Tampaknya kurang obyektif apabila penulis gebyah uyah semua tayangan. Benar, ada
satu-dua tayangan televisi yang sejatinya bagus untuk dilihat. Misalnya saja
acara tausiyah 'Damai Indonesiaku' di salah satu televisi swasta. Atau beberapa
acara pengajian termasuk di TVRI. Sayangnya, acara pengajian tersebut kebanyakan
disiarkan waktu pagi atau ba'da shubuh. Kita dapat menebak. Pemirsa yang
menyaksikan acara tersebut hanya mereka yang telah terbiasa bangun pagi. Lebih
dari itu, saya yakin tidak.
Selebihnya, hampir 24 jam nonstop televisi
menghadirkan pelbagai tayangan yang ibarat makanan fast food, bergizi rendah namun anehnya digemari begitu banyak
orang. Sinetron tak lagi dapat dijadikan pijakan, jalan ceritanya aneh dan
sangat tidak masuk akal. Di pagi hari, televisi sudah menyuguhi kita dengan
tayangan infotainment. Program ghibah
yang tidak lebih sekadar mengulik dan mengumbar kekurangan orang lain. Parahnya
lagi, aib yang seharusnya ditutupi malah diumbar layaknya barang dagangan.

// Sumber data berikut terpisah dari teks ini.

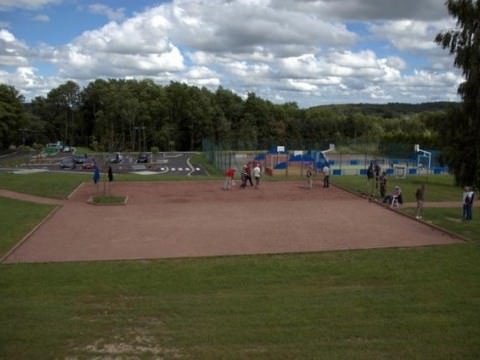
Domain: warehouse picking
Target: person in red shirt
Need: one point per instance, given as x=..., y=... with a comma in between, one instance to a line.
x=229, y=175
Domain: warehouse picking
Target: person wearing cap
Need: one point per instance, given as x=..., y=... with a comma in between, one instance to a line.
x=229, y=174
x=256, y=174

Anehnya,
sebagian pesohor kita justru jumawa
saat tampil di infotainment.
Pun demikian pula dengan berita. Nyaris nihil
dari liputan aksi dakwah. Apalagi pengajian atau aksi menolak kemaksiatan,
hampir mustahil untuk diberitakan oleh televisi. Yang ada justru pemberitaan
tentang sisi negatif ormas Islam tertentu, seperti anarkhisme, perbedaan
pendapat yang dibesar-besarkan, serta propaganda sekulerisme, liberalism, dan pluralisme. Debat wacana pertikaian
politisi, koalisi penuh tipu-tipu, saling ngotot dan jegal satu sama lain pun
juga lazim mewarnai tayangan televisi di Indonesia. Tayangan yang mengumbar
aurat dan pergaulan bebas pun dianggap wajar di berbagai program televisi.
Begitulah wajah televisi kita hari ini. Pada
titik ini, rasanya televisi tidak kalah berbahaya dibanding narkoba. Anehnya,
dan ini terjadi di negara kita, tiap kanal televisi boleh ditonton tanpa limit
pemirsa. Padahal, dalam studi ilmu komunikasi kontemporer, diketahui bahwa di
negara liberal sekalipun seperti AS, tiap channel televisi hanya dapat diakses
sekian juta orang. Ada batasnya, ada limitnya. Beda dengan negara kita,
televisi dapat merasuk sampai bilik kamar anak-anak kita. Nihil dari pengawasan
orang tua.
Maka tak aneh jika pengusaha yang akan berlaga
di pentas politik dapat dipastikan ia bernafsu untuk memiliki/mendirikan stasiun
televisi. Memang demikianlah yang terjadi di negeri ini. Lalu apa yang dapat
kita lakukan?
Matikan televisi demi buah hati. Penulis kerap
berpikir seperti ini. Kita dapat mencobanya dengan 2 jam tanpa televisi.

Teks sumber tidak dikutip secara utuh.